Leer artículo anterior
¿Quién ayudó a José de Arimatea a bajarte de la cruz? Juan nos cuenta que en ese momento apareció Nicodemo, tu viejo y nocturno amigo de antaño, con aromas para ungirte. Seguro que estaba María, tu madre, la Magdalena y las otras mujeres que te querían. Y el propio Juan. El pueblo cristiano te ha imaginado desde siempre en brazos de tu madre acogido por la piedad y la compasión más exquisita. Ningún sacerdote ha tocado tu cuerpo a lo largo de los siglos con tanto cariño como lo hizo tu madre. Estamos en el momento de la máxima piedad y el máximo respeto. Se acabó la pantomima, se acabaron los esbirros y sus burlas, se acabó el furor infernal.

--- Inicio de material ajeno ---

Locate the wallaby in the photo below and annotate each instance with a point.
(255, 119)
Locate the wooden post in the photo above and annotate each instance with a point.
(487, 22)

Sí, Señor, ha triunfado la misericordia pero colocando cada cosa en su sitio. Tu muerte no engendra una gracia barata. Hemos sido perdonados por tu sangre pero cada uno de nosotros entenderemos en nuestra alma la parte con la que hemos contribuido a tu crucifixión. La misericordia no diluye la justicia; triunfa sobre ella pero no la suprime. No hay ningún hombre al que no se le revele hasta el fondo su pecado, y eso será su purgatorio o su infierno. Tú, Señor, no has muerto para fomentar irresponsabilidades. Ha sido todo demasiado serio; tu sangre ha costado un alto precio. A veces la malgastamos despreciando, criticando, murmurando y alejando de nosotros fácilmente a muchos por los que tú has muerto. Haz que entendamos el don de tu sangre y nuestra responsabilidad respecto a ella.